A sea of Verbena bonariensis at Kew Gardens.

As a man and a designer I found the dig at men upsetting and untrue but moving on from that, when did some people become so snobby about V. bonariensis? I personally haven’t used it much in my designs. The first and only time in fact has been for a large sun scorched communal roof terrace in London where it makes absolute sense. It seems odd to dislike a plant because it’s used a lot but poor Verbena certainly makes eyes roll “that old thing again.” Does that mean lavender, lupins, roses and yew are also banished?

One of the self seeded plants I let grow in our garden this year

Step outside of the gardening world bubble and actually, ‘most people’ still haven’t even heard of the plant, let alone had a chance to become bored of it.
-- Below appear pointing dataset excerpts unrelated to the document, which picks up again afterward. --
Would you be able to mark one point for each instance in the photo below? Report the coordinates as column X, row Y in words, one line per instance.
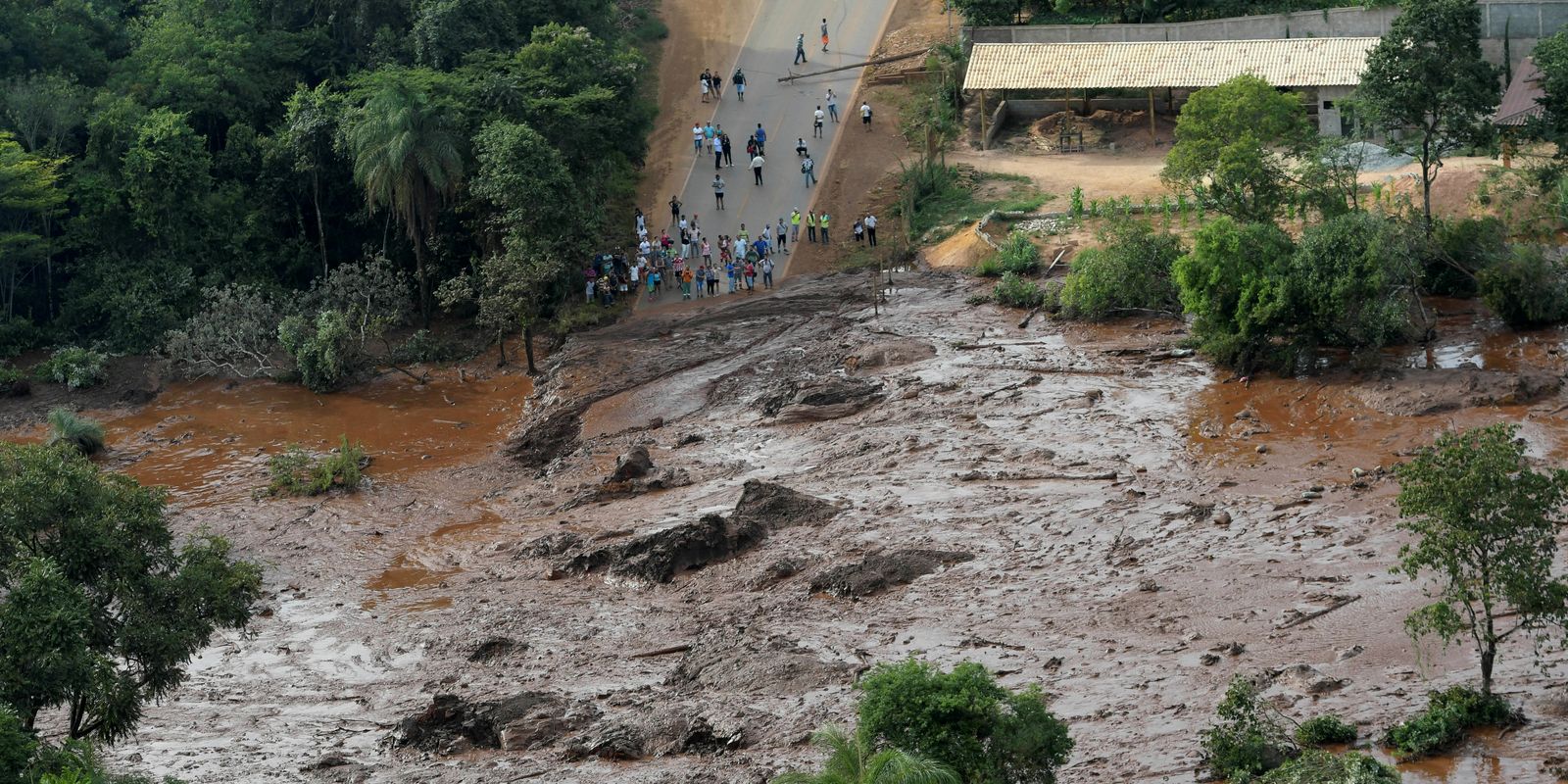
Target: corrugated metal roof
column 1286, row 63
column 1521, row 101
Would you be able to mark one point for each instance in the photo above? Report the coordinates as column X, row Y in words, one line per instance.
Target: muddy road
column 671, row 559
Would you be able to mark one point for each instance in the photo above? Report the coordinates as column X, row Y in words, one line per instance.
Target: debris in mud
column 548, row 438
column 825, row 399
column 1419, row 392
column 659, row 556
column 882, row 571
column 731, row 659
column 517, row 723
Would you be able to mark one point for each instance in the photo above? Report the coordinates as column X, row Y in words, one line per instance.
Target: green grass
column 297, row 472
column 77, row 431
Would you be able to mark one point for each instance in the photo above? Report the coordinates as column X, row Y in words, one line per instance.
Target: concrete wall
column 1525, row 21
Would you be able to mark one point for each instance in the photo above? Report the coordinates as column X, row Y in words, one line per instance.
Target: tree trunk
column 320, row 227
column 527, row 349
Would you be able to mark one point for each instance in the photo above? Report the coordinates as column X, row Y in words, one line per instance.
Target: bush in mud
column 1447, row 717
column 1133, row 270
column 1018, row 256
column 1321, row 767
column 1458, row 251
column 74, row 430
column 298, row 472
column 964, row 720
column 1526, row 289
column 1249, row 736
column 1321, row 731
column 71, row 366
column 1016, row 292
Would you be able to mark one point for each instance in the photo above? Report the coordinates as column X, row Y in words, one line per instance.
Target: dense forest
column 162, row 157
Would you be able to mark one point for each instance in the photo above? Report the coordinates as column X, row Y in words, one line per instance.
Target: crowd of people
column 687, row 261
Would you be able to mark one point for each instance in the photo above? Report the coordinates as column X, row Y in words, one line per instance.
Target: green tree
column 854, row 760
column 1233, row 281
column 1427, row 78
column 408, row 162
column 99, row 608
column 1235, row 143
column 28, row 196
column 1487, row 530
column 963, row 718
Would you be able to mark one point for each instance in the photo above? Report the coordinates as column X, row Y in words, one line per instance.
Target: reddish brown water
column 208, row 441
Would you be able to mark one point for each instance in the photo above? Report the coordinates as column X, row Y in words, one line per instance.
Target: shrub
column 964, row 720
column 1016, row 292
column 1447, row 717
column 1131, row 271
column 1324, row 729
column 1460, row 250
column 1526, row 289
column 323, row 350
column 80, row 433
column 1249, row 736
column 1321, row 767
column 75, row 368
column 297, row 472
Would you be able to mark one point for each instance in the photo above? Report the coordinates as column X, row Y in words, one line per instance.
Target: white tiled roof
column 1294, row 62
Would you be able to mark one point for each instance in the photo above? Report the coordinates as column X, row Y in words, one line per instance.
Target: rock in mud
column 548, row 438
column 882, row 571
column 1419, row 392
column 521, row 721
column 632, row 466
column 725, row 661
column 890, row 353
column 823, row 399
column 662, row 554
During 2018’s summer of drought, a few plants shone above all others in gardens I visited, the ones that revelled in the harsh dry conditions. Perovskia was one, its ghostly silver blue standing out when I’d barely noticed it before. The other was V. bonariensis, its somewhat ultraviolet flower heads glowing more beautifully than any other year I can remember, taking the slack for other plants struggling.

Verbena bonariensis an absolute star of this border at RHS Wisley

It’s fun to grow different plants but if a plant feels as though it has become boring, personally I think it’s our challenge to present it differently, not dig it out for the next best thing. In a world where weather is an increasing challenge for gardeners, look on garden stalwarts as friends. If a plant is beautiful, it’s beautiful. If you like it, you like it. Verbena bonariensis is an excellent plant with more uses than anyone can have seen yet.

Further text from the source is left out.